Formerly published studies have shown that exercise is generally linked to significant blood pressure reductions, with aerobic exercise, which includes cycling, running, and walking, the kind generally advised for blood pressure management.
This recommendation is however based mostly on older data that don’t include the newer kinds of exercises, which include isometric exercise and HIIT, which means that the existing recommendations are most likely out of date.
To update information on which kind of exercise for managing blood pressure is best, the researchers searched databases for studies that reported the impact of an exercise training treatment lasting 2 weeks or more on resting blood pressure.
The exercise treatments were categorized as dynamic resistance training; aerobic; a combination of the two; isometric; and HIIT exercises.
A healthy resting blood pressure reading was classified as under 130/85 mmHg; a pre-high blood pressure reading as 130-139/85-89 mmHg; and a high blood pressure reading as 140/90 mmHg or more.

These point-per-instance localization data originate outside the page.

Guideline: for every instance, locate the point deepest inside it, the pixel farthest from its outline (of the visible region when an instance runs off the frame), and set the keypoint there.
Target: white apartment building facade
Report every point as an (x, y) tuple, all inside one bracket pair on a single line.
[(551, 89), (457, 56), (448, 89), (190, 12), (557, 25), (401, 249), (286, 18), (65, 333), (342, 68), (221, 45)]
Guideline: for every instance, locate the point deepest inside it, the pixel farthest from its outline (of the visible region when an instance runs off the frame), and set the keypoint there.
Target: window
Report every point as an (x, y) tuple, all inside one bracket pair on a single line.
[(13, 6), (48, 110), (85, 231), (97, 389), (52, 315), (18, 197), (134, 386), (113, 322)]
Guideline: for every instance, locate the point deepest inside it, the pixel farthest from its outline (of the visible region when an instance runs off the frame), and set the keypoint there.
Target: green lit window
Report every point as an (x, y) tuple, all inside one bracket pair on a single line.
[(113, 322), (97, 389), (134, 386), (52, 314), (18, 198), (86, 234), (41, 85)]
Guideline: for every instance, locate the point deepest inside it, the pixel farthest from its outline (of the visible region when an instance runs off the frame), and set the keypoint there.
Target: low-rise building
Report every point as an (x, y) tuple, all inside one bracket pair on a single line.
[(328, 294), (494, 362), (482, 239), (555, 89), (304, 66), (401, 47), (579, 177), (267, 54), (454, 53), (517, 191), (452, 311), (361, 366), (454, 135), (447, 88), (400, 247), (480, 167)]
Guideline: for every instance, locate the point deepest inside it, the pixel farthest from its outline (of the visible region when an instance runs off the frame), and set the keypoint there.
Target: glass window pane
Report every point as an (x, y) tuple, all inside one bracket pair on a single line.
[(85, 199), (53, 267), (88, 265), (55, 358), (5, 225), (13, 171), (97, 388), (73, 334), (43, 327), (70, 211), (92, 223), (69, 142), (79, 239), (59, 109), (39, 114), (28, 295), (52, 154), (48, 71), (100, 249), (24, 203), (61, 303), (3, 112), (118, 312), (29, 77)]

The first blood pressure reading number is a measurement of arterial pressure when the heart is beating, known as systolic blood pressure; the second blood pressure reading number is a measurement of arterial pressure between beats, known as diastolic blood pressure.
The final analysis included 270 randomized controlled studies that involved 15,827 individuals.
The analysis of the pooled data revealed significant systolic and diastolic blood pressure reductions after all the different exercise types but with the most significant reductions in systolic as well as diastolic blood pressure after training with isometric exercises.
The reductions in blood pressure after training with aerobic exercises were 4.49/ 2.53 mmHg; reductions were 4.55/3.04 mm Hg after training with dynamic resistances; reductions were 6.04/2.54 mmHg after combined exercise training; reductions were 4.08/2.50 mmHg after HIIT training; and reductions were 8.24/4 mmHg after training with isometric exercises.
The values of effectiveness in ranking order for systolic blood pressure reduction were 98% for isometric exercise training, 76% for combined training,46% for dynamic resistance training, 40.5% for aerobic exercise training, and 39% for HIIT training.
Secondary analyses found wall squats to be the most effective exercise for systolic blood pressure reduction and running to be the most effective exercise for diastolic blood pressure reduction, with isometric exercise the most efficient for systolic as well as diastolic blood pressure reduction.
The researchers point out that the results could have been influenced by participant type variation across the studies and differences in exercise interventions and methodological and statistical processes.
They however conclude that isometric exercise training is nevertheless the most effective method for both systolic as well as diastolic blood pressure reduction.